The trip aimed at crystallising some ideas to chart out a future course of action to strengthen the collaboration based on shared intellectual interests. Professor Rybakov, who is also the Rector of Oriental University Moscow, expressed a need to have a framework of partnership by listing the steps for widening the research Russian Orientalists have conducted on the Ismailis of Central Asia.

 

The Central Asian Studies Project at the IIS facilitated the visit of the Russian delegation to the UK. The group also visited the AKU-ISMC to discuss future scholarly undertakings.The delegation’s visit corresponded with an important phase of the development of the Tajik Ismaili community in Russia, establishment of the Ismaili institutions in that country and a growing interest of the Russian academic institutions in Muslim cultures and civilisations.
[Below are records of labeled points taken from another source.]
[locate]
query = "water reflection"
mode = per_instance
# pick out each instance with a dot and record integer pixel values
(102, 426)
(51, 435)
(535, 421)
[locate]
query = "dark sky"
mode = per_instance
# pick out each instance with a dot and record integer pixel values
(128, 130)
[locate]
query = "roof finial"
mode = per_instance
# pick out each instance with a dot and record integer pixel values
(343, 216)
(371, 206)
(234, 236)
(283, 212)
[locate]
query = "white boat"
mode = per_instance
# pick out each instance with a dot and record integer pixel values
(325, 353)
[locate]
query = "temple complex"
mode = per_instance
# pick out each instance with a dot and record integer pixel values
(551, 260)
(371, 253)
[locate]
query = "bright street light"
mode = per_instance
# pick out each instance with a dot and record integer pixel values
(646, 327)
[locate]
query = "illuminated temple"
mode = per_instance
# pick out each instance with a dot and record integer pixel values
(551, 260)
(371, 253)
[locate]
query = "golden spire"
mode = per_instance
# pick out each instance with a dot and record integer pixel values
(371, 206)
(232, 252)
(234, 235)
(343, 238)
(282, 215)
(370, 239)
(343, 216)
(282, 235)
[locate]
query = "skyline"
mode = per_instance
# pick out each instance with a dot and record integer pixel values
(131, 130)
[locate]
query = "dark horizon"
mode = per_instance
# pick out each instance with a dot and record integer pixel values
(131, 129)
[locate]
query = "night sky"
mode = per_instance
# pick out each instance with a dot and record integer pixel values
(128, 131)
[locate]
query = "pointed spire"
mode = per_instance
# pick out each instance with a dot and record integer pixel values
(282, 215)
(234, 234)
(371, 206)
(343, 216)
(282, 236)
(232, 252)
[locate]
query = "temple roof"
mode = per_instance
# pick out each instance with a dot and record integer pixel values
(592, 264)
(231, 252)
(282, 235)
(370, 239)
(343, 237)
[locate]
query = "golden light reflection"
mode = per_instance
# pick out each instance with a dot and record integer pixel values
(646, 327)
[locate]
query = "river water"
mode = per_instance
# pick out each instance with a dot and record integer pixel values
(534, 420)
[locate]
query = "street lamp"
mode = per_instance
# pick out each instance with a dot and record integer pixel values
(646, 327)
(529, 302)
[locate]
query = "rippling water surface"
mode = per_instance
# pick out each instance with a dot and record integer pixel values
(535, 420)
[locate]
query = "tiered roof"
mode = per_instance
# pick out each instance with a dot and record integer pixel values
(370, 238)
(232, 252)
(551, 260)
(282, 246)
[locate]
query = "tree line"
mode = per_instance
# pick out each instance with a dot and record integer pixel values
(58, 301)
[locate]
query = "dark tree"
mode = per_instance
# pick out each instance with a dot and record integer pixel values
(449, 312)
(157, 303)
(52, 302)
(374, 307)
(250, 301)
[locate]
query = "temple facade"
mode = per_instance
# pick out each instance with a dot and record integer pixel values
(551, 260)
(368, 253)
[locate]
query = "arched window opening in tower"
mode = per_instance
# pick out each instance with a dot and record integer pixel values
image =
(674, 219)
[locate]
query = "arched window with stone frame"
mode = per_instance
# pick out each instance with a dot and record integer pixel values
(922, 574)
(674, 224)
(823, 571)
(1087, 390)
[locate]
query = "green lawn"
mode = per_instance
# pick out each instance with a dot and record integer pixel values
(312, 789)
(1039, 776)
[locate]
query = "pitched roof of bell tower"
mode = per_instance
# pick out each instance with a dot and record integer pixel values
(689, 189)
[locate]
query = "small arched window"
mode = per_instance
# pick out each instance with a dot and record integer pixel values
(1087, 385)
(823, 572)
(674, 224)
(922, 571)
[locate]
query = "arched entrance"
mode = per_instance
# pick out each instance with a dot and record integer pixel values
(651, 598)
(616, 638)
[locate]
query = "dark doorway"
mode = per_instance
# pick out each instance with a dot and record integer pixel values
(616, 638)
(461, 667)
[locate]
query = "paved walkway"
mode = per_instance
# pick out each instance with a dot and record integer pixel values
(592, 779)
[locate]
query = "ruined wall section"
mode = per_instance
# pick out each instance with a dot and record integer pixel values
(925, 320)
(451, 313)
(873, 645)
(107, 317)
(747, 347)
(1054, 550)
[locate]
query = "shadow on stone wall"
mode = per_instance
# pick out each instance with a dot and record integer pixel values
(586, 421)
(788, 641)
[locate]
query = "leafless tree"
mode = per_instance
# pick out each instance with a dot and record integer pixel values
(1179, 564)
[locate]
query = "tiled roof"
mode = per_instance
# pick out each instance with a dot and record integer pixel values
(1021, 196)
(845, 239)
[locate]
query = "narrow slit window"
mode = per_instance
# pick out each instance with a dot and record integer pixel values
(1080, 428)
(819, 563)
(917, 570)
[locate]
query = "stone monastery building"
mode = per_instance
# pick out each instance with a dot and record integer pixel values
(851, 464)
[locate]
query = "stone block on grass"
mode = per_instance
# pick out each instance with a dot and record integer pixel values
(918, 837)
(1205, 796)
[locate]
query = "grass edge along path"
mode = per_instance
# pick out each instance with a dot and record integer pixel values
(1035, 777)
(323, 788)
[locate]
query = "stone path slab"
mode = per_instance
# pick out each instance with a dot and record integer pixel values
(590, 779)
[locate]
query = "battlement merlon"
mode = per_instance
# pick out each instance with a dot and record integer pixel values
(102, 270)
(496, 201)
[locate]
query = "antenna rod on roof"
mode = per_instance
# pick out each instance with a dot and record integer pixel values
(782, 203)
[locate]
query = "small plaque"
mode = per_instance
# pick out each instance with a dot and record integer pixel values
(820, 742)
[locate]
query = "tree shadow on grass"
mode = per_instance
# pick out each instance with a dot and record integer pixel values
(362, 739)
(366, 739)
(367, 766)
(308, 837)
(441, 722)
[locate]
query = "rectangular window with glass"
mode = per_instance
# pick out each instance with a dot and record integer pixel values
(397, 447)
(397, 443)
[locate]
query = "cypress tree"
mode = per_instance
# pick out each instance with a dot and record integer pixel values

The IOS is engaged in studying Ismailism and Ismaili communities in the former Soviet states for over ten years, particularly in Tajikistan's Badakshan province. Since 2001, IOS scholars have undertaken a number of expeditions in both the Afghan and Tajik sides of Badakhshan; they studied the conditions of the Ismailis living there and their coexistence and interaction with other communities in Afghanistan and Tajikistan. In 2003, a Pamirs study group was established at the IOS whose research has become a part of "Ethocultural Interactions in Eurasia". Here scholars study how different peoples and their cultures adapt to the environmental, social and technological changes around them. Findings of these studies have been published as academic articles in a number of Russian scholarly journals.